Somali authorities refused to provide any redress, forcing him to flee Mogadishu for the Somali town of Afgooye, where his uncle lived. Not long after he arrived, however, the local mosque where he regularly practiced his Sufi religious faith came under violent attack by the al-Shabaab terrorist group. Unsafe in Afgooye and unable to return to Mogadishu where his mother’s killers were still looking for him, his only option was to flee Somalia altogether.

He arrived at the U.S.-Mexico border in September 2016, where he presented himself at a port of entry and applied for asylum and other relief. He would spend the next three years in federal detention, during the course of which an immigration judge denied his asylum claim, primarily because it supposedly was uncorroborated, the Board of Immigration Appeals summarily affirmed the denial, and he appealed pro se to the Second Circuit Court of Appeals.

Hughes Hubbard took on his appeal in summer 2018, and, in summer 2019 represented him in a habeas proceeding he filed pro se in the Western District of New York, taking up the argument that his at that point nearly three-year long detention violated his due process rights. In a harbinger of things to come, once the petition was fully briefed, the government quickly capitulated, agreeing to provide the client a bond hearing, following which he was released.

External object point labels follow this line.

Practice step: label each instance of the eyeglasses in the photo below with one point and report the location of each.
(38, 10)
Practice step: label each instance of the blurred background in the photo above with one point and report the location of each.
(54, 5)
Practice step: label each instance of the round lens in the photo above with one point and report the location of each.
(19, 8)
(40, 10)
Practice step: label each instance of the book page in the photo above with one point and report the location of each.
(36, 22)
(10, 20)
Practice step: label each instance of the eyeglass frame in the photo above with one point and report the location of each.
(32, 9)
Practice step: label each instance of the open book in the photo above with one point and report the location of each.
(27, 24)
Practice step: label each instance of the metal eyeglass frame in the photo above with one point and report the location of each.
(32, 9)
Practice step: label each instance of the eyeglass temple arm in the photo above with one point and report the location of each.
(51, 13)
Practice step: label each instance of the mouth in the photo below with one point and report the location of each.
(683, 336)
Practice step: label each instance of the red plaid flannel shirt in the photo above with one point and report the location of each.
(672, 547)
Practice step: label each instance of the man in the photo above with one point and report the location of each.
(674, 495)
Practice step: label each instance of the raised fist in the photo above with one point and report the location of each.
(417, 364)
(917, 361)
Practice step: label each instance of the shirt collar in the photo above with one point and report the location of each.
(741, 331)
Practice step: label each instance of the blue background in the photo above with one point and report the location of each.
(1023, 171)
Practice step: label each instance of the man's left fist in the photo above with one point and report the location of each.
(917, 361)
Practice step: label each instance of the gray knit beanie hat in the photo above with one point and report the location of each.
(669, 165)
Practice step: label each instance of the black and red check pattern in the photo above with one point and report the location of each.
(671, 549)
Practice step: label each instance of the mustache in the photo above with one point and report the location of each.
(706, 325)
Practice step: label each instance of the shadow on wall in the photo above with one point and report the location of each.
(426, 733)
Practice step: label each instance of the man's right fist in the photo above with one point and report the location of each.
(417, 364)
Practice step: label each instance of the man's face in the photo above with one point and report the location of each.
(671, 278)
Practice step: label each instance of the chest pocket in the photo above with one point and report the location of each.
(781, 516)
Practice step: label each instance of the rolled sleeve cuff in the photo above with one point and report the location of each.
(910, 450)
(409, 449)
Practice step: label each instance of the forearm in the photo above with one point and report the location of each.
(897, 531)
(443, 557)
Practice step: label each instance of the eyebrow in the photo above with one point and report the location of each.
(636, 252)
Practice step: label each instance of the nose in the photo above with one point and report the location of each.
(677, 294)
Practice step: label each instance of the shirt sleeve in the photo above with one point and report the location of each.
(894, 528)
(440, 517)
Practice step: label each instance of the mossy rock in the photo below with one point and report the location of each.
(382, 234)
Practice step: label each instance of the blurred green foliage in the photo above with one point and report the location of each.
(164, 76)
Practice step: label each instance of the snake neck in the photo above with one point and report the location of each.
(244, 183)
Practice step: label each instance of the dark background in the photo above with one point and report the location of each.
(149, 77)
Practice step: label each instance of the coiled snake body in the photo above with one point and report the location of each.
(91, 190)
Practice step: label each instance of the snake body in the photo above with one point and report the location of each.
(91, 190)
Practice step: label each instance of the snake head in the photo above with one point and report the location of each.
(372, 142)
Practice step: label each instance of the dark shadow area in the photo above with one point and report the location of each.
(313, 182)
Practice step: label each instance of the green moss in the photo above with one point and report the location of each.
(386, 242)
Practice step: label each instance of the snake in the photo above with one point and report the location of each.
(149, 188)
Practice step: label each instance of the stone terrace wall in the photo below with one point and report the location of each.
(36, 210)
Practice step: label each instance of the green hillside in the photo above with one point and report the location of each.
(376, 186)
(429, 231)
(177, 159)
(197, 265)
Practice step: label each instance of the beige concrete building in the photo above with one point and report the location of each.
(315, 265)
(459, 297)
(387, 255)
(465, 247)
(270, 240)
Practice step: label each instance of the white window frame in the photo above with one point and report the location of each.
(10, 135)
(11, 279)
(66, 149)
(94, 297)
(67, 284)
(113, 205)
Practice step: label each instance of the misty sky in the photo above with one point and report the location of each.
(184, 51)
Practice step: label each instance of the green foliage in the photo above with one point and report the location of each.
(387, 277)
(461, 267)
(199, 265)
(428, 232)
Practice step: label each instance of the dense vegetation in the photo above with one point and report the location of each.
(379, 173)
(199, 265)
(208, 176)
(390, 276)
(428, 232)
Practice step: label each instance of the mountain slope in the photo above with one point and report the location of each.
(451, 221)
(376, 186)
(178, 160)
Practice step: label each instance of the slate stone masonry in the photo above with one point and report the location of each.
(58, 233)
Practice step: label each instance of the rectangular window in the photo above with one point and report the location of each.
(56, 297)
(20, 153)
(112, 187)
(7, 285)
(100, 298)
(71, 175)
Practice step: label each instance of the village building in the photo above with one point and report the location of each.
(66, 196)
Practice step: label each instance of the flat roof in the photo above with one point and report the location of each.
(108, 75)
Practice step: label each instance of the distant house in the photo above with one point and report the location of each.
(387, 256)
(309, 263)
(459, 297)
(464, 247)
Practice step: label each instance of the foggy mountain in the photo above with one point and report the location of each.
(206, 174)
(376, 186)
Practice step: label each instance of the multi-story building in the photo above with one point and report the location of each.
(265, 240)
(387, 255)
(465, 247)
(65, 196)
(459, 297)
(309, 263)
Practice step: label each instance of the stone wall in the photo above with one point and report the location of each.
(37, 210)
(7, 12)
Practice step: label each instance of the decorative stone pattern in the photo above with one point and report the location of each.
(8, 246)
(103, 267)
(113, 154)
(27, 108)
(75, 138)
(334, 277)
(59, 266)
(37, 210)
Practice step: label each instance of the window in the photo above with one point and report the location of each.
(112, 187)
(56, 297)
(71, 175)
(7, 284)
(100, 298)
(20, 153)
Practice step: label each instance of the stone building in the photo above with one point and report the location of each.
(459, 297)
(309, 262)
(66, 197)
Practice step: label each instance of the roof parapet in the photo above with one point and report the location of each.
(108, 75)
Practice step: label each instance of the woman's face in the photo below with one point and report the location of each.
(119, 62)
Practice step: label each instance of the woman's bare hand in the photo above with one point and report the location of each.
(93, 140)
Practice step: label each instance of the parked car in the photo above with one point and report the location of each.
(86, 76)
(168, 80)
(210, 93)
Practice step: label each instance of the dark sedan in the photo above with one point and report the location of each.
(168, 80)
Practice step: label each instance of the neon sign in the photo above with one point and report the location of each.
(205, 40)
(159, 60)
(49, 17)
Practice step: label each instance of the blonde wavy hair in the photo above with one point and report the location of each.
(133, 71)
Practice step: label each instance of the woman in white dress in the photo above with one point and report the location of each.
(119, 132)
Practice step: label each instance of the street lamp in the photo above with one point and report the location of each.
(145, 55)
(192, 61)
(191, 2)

The Second Circuit scheduled remote oral argument on the asylum appeal for May 2020. A few days before argument, however, the government asked for a stipulated remand. In exchange, the Board of Immigration Appeals agreed to consider on remand new evidence the client had obtained, effectively reversing its previous decision to deny his pro se motion to reopen based on that same evidence.

Following submission of the parties’ stipulation requesting remand, on May 19, the Second Circuit issued a summary order in which it “agree[d] that a remand” to the Board was “appropriate” and directed the Board on remand to consider, in addition to the new evidence, seven issues raised by the decisions below and identified in the briefs.

On remand, the Board sent the case back to the immigration judge for additional fact-finding in light of the new evidence and issues identified in the Second Circuit’s order. Back before the immigration court, after the new evidence was submitted, the government agreed not to oppose the client’s claims for relief.

At an April 9 hearing, the same judge who previously had denied asylum on the ground that the claim was uncorroborated, agreed that on the expanded record, the client established his eligibility for relief and entered the order granting asylum.

The team included Ted Mayer, Greg Farrell, Hannah Miller, James Henseler and Joseph Tahbaz.